Makes sense. I'd like to get to the point where we can say it's for sure coming.
Hopefully will happen soon.
> >
[snip]
> > >
>
> As I said in PUCK (and recorded in the notes), the fixed values should be
> provided
> in a data format that is easily consumed by C code, so that KVM can report
> that
> to userspace with
Right, I thought I heard this on the call, and to use the upper bits of that
leaf for GPAW. What has changed since then is a little more learning on the TDX
module behavior around CPUID bits.
The runtime API doesn't provide what the fixed values actually are, but per the
TDX module folks, which bits are fixed and what the values are could change
without an opt-in. This begged the questions for me of what exactly KVM should
expect of TDX module backwards compatibility and what SW is expected to actually
do with that JSON file. I'm still trying to track that down. Long term we need
the TDX module to expose an interface to provide more info about the CPUID
leafs, and those discussions are just starting.
If KVM needs to expose the values of the fixed leafs today (doesn't seem like a
bad idea, but I'm still not clear of the exact consumption), then most would
have to be exposed as "unknown", or something like that.
>
> > So the current interface won't allow us to perfectly match the
> > KVM_GET_SUPPORTED_CPUID/KVM_SET_CPUID. Even excluding the vm-scoped vs vcpu-
> > scoped differences. However, we could try to match the general design a
> > little better.
>
> No, don't try to match KVM_GET_SUPPORTED_CPUID, it's a terrible API that no
> one
> likes. The only reason we haven't replaced is because no one has come up with
> a
> universally better idea. For feature flags, communicating what KVM supports
> is
> straightforward, mostly. But for things like topology, communicating exactly
> what
> KVM "supports" is much more difficult.
>
> The TDX fixed bits are very different. It's the TDX module, and thus KVM,
> saying
> "here are the bits that you _must_ set to these exact values".

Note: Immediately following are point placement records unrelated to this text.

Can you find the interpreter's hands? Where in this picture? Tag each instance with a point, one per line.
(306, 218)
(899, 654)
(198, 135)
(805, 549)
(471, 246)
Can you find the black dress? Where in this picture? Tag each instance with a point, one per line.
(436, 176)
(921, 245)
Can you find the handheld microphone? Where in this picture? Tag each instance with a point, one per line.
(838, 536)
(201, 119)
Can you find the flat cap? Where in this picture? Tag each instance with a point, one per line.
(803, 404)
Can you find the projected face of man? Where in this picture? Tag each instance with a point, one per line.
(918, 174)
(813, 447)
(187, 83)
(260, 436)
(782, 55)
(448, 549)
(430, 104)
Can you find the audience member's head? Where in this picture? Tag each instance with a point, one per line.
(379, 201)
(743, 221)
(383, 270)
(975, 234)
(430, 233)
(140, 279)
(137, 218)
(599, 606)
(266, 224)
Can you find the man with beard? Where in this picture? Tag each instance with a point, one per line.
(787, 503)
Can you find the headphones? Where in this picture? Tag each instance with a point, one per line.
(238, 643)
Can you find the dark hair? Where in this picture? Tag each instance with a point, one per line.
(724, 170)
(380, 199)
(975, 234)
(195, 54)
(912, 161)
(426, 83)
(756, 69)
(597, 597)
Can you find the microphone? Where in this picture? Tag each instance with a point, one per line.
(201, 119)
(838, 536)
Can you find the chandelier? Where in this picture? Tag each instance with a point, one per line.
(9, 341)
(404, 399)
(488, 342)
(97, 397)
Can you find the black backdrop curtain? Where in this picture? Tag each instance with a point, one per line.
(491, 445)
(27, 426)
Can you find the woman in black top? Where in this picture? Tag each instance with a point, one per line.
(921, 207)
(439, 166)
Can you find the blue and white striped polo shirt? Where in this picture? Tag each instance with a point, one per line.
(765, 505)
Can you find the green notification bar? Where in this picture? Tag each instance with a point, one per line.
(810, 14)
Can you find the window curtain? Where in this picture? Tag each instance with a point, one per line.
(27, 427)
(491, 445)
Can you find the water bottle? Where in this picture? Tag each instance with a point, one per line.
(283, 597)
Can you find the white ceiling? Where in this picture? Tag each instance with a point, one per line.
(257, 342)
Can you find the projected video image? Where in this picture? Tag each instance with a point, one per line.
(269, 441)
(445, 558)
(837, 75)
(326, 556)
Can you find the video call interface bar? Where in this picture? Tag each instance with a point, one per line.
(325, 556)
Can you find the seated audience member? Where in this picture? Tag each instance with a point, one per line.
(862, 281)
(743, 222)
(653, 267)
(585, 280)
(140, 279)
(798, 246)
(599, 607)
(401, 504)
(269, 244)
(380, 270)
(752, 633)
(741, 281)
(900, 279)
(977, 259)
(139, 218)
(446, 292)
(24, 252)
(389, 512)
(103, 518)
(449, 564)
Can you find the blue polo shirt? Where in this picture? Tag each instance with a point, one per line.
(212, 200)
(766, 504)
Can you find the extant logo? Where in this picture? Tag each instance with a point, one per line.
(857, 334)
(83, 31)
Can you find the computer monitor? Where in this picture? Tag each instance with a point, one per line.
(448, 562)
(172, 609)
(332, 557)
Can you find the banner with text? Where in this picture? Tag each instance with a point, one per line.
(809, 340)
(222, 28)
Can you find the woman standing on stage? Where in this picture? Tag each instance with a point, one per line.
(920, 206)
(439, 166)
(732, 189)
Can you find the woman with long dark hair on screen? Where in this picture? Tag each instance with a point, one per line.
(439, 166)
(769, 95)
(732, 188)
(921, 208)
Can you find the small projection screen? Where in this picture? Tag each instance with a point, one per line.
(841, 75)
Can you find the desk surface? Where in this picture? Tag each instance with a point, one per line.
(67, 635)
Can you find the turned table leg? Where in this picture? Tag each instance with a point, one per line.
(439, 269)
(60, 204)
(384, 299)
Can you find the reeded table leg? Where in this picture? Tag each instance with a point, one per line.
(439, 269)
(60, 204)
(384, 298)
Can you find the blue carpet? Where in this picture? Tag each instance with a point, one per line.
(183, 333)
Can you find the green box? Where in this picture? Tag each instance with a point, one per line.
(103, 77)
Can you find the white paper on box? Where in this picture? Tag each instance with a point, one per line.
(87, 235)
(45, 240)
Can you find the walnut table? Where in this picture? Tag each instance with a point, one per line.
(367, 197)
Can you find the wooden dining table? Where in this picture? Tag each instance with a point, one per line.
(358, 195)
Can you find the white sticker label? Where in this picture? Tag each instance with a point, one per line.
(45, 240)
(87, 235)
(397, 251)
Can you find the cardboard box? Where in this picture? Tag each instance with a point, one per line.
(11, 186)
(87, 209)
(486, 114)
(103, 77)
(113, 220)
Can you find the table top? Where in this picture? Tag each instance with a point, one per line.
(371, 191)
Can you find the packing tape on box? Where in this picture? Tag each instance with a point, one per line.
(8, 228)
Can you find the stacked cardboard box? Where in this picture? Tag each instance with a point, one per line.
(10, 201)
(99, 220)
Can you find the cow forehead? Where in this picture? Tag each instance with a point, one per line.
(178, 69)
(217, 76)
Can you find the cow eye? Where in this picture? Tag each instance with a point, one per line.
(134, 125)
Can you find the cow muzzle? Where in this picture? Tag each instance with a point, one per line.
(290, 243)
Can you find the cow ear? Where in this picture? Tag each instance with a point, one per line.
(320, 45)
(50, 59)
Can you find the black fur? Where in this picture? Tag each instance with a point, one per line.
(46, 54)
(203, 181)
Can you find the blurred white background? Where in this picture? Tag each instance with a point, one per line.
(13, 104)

Right, we would need like a KVM_GET_SUPPORTED_CPUID_ON,
KVM_GET_SUPPORTED_CPUID_OFF and KVM_GET_SUPPORTED_CPUID_OPTIONAL. And still
inherit the KVM_GET_SUPPORTED_CPUID problems for the leafs that are not simple
bits.
>
> > Here we were discussing making gpaw configurable via a dedicated named
> > field,
> > but the suggestion is to instead include it in CPUID bits. The current API
> > takes
> > ATTRIBUTES as a dedicated field too. But there actually are CPUID bits for
> > some
> > of those features. Those CPUID bits are controlled instead via the
> > associated
> > ATTRIBUTES. So we could expose such features via CPUID as well. Userspace
> > would
> > for example, pass the PKS CPUID bit in, and KVM would see it and configure
> > PKS
> > via the ATTRIBUTES bit.
> >
> > So what I was looking to understand is, what is the enthusiasm for generally
> > continuing to use CPUID has the main method for specifying which features
> > should
> > be enabled/virtualized, if we can't match the existing
> > KVM_GET_SUPPORTED_CPUID/KVM_SET_CPUID APIs. Is the hope just to make
> > userspace's
> > code more unified between TDX and normal VMs?
>
> I need to look at the TDX code more to form an (updated) opinion. IIRC, my
> opinion
> from four years ago was to use ATTRIBUTES and then force CPUID to match.
> Whether
> or not that's still my preferred approach probably depends on how many, and
> what,
> things are shoved into attributes.
Thanks. Paolo seemed eager to get the uAPI settled for TDX. Based on that, it's
one of the top priorities for us right now.
Although having userspace upstream before kernel makes me nervous. It caused a
pile of problems for my last project (shadow stack).